The statistics of Brett Favre really happened as in reality, not in a fictional world. The fact that I could meet Brett Favre, pick his brain, and that his life is as true and real as mine does make a difference between his fans and Batman's fans. If you're going to be obsessed with a world that doesn't exist, and moreover is based on false assumptions about our own, yeah, I'd expect some flak for it.
The storylines of any comic book hero
REALLY WERE WRITTEN... by
REAL PEOPLE... it is these
IDEAS that we are obsessing over, and those ideas a very real creative inventions that are worth something... something much more than some sport statistic.
I mean, you can analyse it in terms of human psychology, philosophy, literature... anything you want. If I say 'Superman is COOL' it's just a short way of stating the intellectual reasons why I enjoy the character and his storylines - and why don't I say it in longer terms? Because nobody cares to listen.

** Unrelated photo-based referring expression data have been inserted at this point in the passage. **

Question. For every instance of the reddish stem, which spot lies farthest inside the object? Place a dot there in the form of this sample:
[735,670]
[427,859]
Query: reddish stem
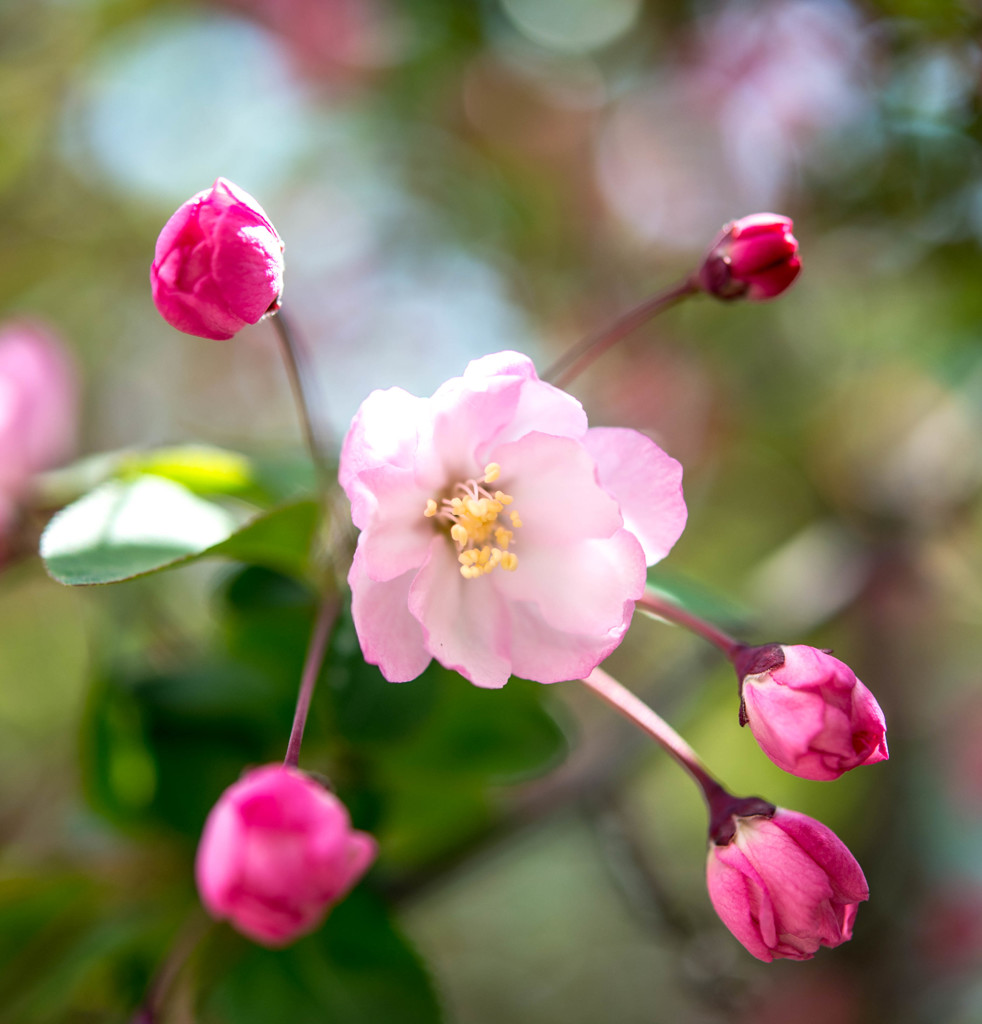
[302,386]
[311,669]
[633,708]
[723,807]
[587,351]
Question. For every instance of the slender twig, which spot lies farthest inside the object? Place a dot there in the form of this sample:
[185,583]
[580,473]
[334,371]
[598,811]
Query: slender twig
[581,355]
[190,934]
[623,700]
[721,804]
[302,384]
[311,669]
[658,605]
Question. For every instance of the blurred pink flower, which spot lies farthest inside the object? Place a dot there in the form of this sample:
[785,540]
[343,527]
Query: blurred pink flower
[218,263]
[276,852]
[808,711]
[754,257]
[754,99]
[38,409]
[499,534]
[785,885]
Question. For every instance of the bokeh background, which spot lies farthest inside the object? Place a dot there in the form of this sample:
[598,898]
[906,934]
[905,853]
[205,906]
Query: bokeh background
[452,178]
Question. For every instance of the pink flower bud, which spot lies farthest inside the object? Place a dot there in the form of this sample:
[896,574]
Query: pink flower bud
[808,711]
[785,885]
[218,263]
[755,257]
[276,852]
[37,407]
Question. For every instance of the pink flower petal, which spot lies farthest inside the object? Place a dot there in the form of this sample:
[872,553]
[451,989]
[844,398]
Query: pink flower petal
[390,636]
[397,534]
[554,485]
[545,654]
[646,483]
[465,622]
[589,587]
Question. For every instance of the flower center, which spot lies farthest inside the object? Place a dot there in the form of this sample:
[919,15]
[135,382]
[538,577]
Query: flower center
[472,513]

What has benefited society more? Bret Farve's statistics...or Superman????
.
This.
And if more people recognised the impact that the ideas of Superman have on people, when their growing up and in their adult life, the world would IMO be a better place.

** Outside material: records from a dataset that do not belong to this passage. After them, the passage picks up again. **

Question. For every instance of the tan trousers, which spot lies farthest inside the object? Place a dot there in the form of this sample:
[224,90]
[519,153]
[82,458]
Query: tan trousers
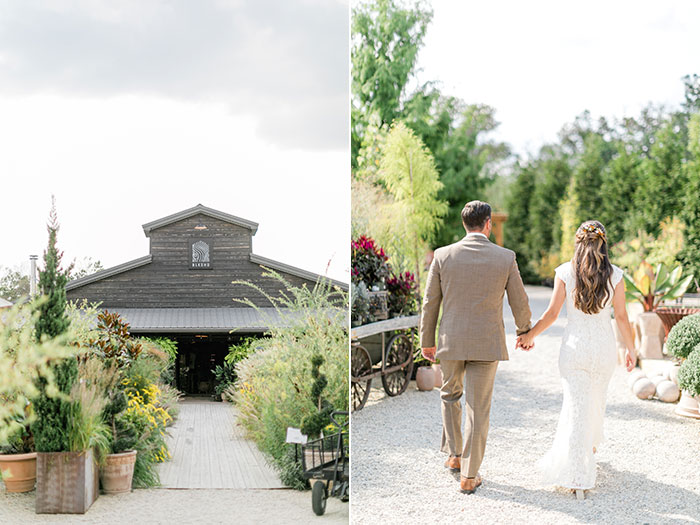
[476,379]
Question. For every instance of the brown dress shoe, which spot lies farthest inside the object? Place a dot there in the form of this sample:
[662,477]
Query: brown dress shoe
[469,485]
[453,463]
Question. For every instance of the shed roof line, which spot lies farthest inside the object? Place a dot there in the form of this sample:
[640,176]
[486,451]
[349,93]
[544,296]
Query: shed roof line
[109,272]
[305,274]
[185,214]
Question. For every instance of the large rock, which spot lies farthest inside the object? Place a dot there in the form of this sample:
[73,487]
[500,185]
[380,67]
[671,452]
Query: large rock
[668,392]
[643,388]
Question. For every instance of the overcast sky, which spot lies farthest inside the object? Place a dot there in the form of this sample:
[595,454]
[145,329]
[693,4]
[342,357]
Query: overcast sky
[133,110]
[541,63]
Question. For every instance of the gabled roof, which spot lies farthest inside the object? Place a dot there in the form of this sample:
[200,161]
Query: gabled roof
[109,272]
[276,265]
[185,214]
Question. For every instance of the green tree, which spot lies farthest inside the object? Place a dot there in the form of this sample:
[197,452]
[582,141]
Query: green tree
[407,170]
[552,175]
[14,284]
[517,233]
[54,413]
[386,38]
[690,256]
[661,188]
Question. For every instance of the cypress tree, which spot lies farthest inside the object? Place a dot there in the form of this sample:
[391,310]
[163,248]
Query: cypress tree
[53,413]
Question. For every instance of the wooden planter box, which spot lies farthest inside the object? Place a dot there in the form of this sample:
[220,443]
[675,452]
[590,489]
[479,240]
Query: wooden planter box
[66,482]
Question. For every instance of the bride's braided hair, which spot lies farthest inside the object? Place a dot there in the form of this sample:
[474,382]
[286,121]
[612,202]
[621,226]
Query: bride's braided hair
[592,268]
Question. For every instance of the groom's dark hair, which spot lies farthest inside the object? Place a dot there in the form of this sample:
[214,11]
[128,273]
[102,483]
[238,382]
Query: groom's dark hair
[475,214]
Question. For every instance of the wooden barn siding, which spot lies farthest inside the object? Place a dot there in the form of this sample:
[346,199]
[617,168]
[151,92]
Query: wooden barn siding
[168,282]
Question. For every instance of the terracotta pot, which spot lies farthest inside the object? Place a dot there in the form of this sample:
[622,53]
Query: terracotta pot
[688,406]
[118,472]
[650,330]
[425,378]
[438,375]
[673,373]
[20,471]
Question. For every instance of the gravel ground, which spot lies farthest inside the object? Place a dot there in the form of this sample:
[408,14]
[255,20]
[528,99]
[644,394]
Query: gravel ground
[648,470]
[155,506]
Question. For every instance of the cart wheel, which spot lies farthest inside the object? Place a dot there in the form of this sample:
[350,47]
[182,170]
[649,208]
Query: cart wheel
[398,351]
[361,365]
[319,496]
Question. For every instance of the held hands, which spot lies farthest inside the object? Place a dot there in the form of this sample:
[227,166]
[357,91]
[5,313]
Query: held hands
[429,353]
[525,342]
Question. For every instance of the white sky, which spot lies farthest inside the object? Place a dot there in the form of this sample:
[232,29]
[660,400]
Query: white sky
[541,63]
[131,111]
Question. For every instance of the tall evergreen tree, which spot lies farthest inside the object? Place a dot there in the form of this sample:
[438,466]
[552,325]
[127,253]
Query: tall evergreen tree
[518,232]
[690,256]
[53,413]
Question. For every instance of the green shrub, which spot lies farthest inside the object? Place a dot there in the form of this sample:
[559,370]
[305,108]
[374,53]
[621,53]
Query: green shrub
[689,373]
[275,384]
[684,336]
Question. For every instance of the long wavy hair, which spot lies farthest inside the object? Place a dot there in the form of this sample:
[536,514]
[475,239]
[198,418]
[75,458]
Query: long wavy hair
[592,268]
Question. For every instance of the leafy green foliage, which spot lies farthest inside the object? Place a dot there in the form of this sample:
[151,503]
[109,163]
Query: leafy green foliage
[14,284]
[386,38]
[26,370]
[684,336]
[112,340]
[224,376]
[274,385]
[407,169]
[689,373]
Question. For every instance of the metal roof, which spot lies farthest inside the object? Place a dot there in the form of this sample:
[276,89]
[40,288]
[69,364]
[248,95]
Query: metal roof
[109,272]
[184,214]
[194,320]
[276,265]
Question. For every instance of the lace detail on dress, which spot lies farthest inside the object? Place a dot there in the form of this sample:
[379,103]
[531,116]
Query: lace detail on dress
[587,359]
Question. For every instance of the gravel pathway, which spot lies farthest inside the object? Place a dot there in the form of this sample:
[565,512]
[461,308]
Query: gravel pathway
[165,506]
[648,470]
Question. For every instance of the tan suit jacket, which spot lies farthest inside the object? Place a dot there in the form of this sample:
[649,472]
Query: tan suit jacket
[470,278]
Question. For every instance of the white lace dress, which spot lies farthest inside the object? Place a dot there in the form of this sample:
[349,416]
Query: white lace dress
[587,359]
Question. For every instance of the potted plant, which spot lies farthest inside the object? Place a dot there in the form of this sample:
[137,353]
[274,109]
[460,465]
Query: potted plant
[683,340]
[689,381]
[369,265]
[650,286]
[224,376]
[18,461]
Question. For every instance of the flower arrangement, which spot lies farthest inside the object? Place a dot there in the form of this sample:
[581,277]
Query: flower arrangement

I really don't see how sport fanatics make the world a better place...
There is just a sense that someone who looses themselves in a world of superheroes and goblins is, in fact, wasting their time, and someone who follows or mimics the acheivements of REAL people is spending their time more productively. We aren't talking about people who have a healthy respect for literary icons, we're talking about people who have obsessions with fictional characters, most of whom are fictional characters aimed at children. This is not a case of comparing apples to apples.
Have you ever seen books like 'The Tao of Pooh?', a philosophical look at the implications of Taosim in the tales of Winnie the Pooh?
There are plenty of instances in which children's fictional characters have been assessed as carrying wonderful spiritual messages.
Look, i'm not saying that every comic book fan considers the characters on an intellectual basis. In fact many, if not most, simply like to indulge in fantasy, in escaping into another world; one that is perhaps more comforting than the real world, because the good guy always wins and the nice guy does get the girl.
I just don't understand why something like that gets such a bad reputation, and something like obsessing over whether or not a football team wins a game is considered a rite of passage.